Les dirigeants européens se préparent à des débats animés sur l'opportunité, soutenue par Paris et Berlin, de changer à nouveau le traité de Lisbonne afin de mieux faire fonctionner la zone euro, suite à un accord de principe sur la discipline budgétaire.
Les ministres des Finances de l'UE se sont mis d'accord lundi soir sur un important renforcement des règles qui encadrent la gestion de leurs finances publiques, suite à la crise grecque et de l'euro au printemps.
Le compromis prévoit de nouvelles sanctions financières contre les pays qui à l'avenir afficheront des niveaux de déficits ou de dette trop importants, tels que des dépôts bancaires forcés, des amendes, voire la privation de subventions européenens.
Elles s'appliqueront surtout de manière plus automatique que jusqu'à présent. Un pays rappelé à l'ordre disposera de six mois pour corriger le tir avant d'être puni.
Mais la France et l'Allemagne veulent aussi aller plus loin: elles se sont mises d'accord pour modifier "d'ici à 2013" le traité de Lisbonne, pourtant difficilement ratifié l'an dernier.
Il s'agirait tout d'abord d'introduire des "sanctions politiques" contre les Etats laxistes, telles que des suspensions de droits de vote lors des réunions européennes. Une demande allemande. Puis de pérenniser une forme de Fonds de sauvetage pour les pays de la zone euro qui connaîtraient de graves difficultés financières. Une requête française, cette fois.
Le président français Nicolas Sarkozy a annoncé cet accord à l'issue d'un entretien à Deauville (ouest de la France) avec la chancelière allemande Angela Merkel.
"Maintenant il faut un débat entre les chefs d'Etat et de gouvernement", puisque "l'on passe à des changements de traité", a estimé mardi le ministre des Finances belge Didier Reynders, dont le pays préside l'UE.
La question est délicate car les pays ont gardé un souvenir traumatisant de la dernière initiative en ce sens, avec la ratification très difficile du traité de Lisbonne l'année dernière. En outre, un changement de traité pourrait ouvrir la boîte de Pandore en permettant à certaines capitales de demander d'autres changements institutionnelle en Europe.
Le sujet devrait être abordé lors d'un sommet des dirigeants européens la semaine prochaine à Bruxelles.
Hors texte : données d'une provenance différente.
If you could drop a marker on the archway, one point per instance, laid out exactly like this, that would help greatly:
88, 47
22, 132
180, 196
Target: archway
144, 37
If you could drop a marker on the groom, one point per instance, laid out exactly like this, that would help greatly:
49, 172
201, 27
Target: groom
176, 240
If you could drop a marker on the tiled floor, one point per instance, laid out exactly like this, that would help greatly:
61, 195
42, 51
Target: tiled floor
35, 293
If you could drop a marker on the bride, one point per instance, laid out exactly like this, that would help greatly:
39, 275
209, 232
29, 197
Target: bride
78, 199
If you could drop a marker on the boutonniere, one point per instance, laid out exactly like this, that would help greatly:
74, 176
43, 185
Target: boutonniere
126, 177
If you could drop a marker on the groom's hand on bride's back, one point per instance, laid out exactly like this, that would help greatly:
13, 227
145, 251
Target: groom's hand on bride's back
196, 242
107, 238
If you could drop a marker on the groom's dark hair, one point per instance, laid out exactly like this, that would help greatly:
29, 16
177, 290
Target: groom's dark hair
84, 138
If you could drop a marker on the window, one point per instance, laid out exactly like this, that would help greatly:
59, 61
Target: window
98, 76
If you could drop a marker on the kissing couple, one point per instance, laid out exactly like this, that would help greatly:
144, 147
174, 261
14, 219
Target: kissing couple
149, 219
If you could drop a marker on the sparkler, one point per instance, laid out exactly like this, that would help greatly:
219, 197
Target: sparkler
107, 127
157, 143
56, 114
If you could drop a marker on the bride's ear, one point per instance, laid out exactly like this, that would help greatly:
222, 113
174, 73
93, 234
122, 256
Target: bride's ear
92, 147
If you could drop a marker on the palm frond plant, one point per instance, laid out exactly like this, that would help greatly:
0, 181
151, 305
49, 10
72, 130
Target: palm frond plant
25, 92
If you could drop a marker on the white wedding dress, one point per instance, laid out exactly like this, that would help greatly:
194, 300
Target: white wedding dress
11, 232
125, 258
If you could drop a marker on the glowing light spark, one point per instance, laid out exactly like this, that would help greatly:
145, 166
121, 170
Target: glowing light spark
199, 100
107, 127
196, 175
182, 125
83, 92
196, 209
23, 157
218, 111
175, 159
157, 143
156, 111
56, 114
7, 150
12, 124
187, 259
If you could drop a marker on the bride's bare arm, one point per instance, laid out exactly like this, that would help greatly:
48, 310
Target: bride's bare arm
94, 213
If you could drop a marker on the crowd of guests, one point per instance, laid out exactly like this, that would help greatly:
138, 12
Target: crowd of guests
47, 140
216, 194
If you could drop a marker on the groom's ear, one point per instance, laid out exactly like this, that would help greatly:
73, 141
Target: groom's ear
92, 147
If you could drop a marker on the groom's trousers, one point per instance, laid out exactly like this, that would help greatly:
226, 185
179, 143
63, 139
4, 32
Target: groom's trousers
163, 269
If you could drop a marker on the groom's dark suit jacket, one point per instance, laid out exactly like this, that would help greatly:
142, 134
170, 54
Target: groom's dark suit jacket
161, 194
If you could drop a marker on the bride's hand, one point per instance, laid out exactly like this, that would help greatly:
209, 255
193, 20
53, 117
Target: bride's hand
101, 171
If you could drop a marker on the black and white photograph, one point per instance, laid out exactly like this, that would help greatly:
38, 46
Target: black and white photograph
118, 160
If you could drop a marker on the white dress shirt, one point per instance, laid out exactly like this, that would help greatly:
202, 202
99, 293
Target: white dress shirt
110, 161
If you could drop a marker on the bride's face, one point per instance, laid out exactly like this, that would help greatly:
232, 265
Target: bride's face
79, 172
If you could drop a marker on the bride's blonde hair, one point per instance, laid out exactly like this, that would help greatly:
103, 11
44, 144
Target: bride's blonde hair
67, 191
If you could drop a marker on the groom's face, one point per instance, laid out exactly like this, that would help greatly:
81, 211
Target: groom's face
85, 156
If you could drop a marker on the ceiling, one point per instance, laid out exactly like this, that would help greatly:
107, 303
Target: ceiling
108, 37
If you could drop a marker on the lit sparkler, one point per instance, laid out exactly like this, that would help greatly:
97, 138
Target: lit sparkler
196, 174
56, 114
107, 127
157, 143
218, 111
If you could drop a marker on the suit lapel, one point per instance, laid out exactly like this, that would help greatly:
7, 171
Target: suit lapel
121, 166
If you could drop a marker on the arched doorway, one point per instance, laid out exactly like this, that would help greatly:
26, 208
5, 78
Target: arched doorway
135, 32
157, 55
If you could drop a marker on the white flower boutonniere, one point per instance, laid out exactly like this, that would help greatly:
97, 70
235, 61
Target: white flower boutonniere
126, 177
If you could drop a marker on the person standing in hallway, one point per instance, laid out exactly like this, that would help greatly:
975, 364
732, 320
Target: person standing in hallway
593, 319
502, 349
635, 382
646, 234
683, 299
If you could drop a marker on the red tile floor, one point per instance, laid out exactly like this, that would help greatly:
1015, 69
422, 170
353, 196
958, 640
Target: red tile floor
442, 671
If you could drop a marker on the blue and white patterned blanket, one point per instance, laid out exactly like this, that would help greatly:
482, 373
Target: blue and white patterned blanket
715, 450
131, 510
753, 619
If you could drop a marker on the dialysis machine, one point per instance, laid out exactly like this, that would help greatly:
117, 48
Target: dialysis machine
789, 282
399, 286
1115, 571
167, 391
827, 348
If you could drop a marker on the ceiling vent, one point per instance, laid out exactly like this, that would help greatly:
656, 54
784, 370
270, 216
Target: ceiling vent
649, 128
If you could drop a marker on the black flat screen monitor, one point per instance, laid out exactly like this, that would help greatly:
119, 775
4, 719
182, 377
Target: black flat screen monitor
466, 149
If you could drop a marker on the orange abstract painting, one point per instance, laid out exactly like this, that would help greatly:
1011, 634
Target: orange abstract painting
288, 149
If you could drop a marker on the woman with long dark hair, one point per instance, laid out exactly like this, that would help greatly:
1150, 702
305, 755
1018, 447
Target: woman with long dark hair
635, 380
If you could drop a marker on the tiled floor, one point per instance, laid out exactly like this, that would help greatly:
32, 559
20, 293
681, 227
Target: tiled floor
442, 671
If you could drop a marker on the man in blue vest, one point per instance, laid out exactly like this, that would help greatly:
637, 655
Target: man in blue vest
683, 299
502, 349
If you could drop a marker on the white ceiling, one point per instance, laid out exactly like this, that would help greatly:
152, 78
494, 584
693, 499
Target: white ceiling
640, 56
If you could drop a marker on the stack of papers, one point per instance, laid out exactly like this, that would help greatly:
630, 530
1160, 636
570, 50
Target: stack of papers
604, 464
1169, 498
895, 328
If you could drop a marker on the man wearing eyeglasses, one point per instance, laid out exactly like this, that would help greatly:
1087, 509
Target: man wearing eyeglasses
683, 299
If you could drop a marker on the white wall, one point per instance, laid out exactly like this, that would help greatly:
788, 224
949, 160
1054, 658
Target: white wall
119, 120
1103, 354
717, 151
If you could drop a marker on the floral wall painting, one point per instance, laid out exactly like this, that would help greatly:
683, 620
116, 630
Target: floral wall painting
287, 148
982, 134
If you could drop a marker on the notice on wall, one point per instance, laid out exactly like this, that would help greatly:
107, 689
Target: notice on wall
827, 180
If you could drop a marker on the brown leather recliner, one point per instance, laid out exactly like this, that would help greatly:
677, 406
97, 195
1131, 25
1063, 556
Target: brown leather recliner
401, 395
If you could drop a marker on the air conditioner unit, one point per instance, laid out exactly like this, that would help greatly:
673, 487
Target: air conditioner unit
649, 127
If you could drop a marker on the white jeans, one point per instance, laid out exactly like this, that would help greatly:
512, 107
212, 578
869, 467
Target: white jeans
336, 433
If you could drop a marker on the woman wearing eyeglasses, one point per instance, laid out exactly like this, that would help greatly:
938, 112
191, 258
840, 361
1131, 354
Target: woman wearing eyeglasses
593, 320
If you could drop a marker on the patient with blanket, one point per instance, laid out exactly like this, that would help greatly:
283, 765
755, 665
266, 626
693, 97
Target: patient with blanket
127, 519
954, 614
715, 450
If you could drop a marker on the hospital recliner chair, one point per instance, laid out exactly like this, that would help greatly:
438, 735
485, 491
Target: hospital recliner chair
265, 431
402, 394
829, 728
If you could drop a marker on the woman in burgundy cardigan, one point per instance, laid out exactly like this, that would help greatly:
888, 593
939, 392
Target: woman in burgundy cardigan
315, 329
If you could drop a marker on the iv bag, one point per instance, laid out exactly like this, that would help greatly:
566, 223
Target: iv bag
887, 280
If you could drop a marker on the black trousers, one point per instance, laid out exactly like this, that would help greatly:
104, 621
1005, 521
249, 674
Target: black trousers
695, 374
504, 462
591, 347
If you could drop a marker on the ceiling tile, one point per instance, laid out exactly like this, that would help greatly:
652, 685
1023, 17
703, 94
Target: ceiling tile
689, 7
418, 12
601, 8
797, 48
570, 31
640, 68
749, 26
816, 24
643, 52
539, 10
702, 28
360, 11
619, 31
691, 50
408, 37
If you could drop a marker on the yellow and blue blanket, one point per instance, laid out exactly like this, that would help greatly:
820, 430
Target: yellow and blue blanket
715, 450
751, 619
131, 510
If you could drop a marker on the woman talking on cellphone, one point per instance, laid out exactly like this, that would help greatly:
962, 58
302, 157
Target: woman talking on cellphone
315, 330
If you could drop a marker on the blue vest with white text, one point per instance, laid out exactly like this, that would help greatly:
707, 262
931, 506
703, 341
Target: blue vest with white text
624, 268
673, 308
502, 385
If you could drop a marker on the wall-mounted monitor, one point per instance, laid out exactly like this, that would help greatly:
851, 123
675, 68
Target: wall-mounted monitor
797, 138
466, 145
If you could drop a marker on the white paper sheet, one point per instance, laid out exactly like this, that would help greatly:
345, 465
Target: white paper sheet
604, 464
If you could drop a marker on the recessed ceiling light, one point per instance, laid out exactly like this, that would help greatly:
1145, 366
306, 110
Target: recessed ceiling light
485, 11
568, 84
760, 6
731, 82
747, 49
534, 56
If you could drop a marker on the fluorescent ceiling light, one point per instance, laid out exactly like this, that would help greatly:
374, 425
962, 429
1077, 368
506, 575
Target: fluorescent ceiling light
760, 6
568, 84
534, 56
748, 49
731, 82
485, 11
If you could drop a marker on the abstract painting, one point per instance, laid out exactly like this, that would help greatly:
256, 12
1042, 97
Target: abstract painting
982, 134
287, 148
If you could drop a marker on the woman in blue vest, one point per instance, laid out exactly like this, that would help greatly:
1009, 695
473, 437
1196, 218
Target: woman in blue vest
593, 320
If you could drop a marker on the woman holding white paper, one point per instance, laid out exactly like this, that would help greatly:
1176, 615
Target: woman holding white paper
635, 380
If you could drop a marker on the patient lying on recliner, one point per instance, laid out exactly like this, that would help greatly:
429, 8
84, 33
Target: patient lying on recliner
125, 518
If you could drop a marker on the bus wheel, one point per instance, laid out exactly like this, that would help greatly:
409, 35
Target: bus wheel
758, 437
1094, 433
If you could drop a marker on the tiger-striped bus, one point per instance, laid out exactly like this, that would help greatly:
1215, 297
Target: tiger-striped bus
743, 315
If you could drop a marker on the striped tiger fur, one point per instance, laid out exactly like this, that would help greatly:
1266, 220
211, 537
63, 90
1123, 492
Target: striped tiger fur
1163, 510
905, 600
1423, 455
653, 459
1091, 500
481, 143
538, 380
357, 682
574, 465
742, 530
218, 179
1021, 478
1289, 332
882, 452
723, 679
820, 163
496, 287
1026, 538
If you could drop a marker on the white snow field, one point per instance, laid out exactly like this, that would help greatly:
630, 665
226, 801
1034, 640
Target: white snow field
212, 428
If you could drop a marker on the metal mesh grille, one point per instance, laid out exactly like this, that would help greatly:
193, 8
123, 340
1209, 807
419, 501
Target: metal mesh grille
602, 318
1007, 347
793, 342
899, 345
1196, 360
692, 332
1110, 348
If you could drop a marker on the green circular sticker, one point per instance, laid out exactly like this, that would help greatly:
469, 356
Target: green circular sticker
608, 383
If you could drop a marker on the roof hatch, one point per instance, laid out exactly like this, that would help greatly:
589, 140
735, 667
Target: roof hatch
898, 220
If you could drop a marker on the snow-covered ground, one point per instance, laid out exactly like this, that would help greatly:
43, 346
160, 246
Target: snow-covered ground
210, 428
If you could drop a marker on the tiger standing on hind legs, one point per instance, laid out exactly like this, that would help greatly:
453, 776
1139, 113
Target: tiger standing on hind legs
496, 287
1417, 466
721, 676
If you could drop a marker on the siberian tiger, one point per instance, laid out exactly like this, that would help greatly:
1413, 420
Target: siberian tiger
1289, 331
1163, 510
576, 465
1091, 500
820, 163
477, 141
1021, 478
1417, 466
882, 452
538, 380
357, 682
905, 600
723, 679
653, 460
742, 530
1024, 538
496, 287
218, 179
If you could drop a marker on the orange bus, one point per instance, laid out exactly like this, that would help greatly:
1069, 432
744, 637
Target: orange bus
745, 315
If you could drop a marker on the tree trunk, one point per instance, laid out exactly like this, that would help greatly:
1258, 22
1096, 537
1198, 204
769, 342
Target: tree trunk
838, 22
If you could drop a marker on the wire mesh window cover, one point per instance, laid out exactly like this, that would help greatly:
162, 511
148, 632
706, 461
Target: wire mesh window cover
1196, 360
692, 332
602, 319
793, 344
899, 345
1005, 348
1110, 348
Mais d'ores et déjà, la discussion promet d'être vive.
D'emblée, le Premier ministre luxembourgeois, Jean-Claude Juncker, également président de l'Eurogroupe, a pris ses distances lundi avec la proposition franco-allemande.
"Pour avoir assisté à tant de révisions des traités, mon goût pour reprendre cet exercice est assez limité", a-t-il déclaré.
De son côté, le Royaume-Uni, réticent à toute perte de souveraineté, a fait savoir qu'il "ne soutiendra pas" un changement du traité européen s'il "implique un transfert de pouvoirs" de Londres à Bruxelles.
Le principal problème pour les Britanniques, qui ne sont pas membres de la zone euro, devrait concerner les sanctions politiques, si elles devaient s'appliquer aux pays de l'ensemble de l'UE.
En fonction des droits de vote considérés, qui diffèrent en fonction des réunion et des domaines, il y aurait, à ce stade, une possibilité pour que le Royaume-Uni soit concerné, relève une source diplomatique.
Toutefois, selon cette source, les Britanniques pourraient se voir promettre une exemption, afin d'éviter qu'ils ne bloquent un éventuel changement de traité, qui requiert l'unanimité des 27 pays de l'UE.
"Il est clair que changer les traités n'est pas une affaire simple. Et il est certain qu'un certain nombre de pays ne se sont pas encore prononcés sur la nécessité d'un changement de traité", reconnaît un diplomate européen de haut rang.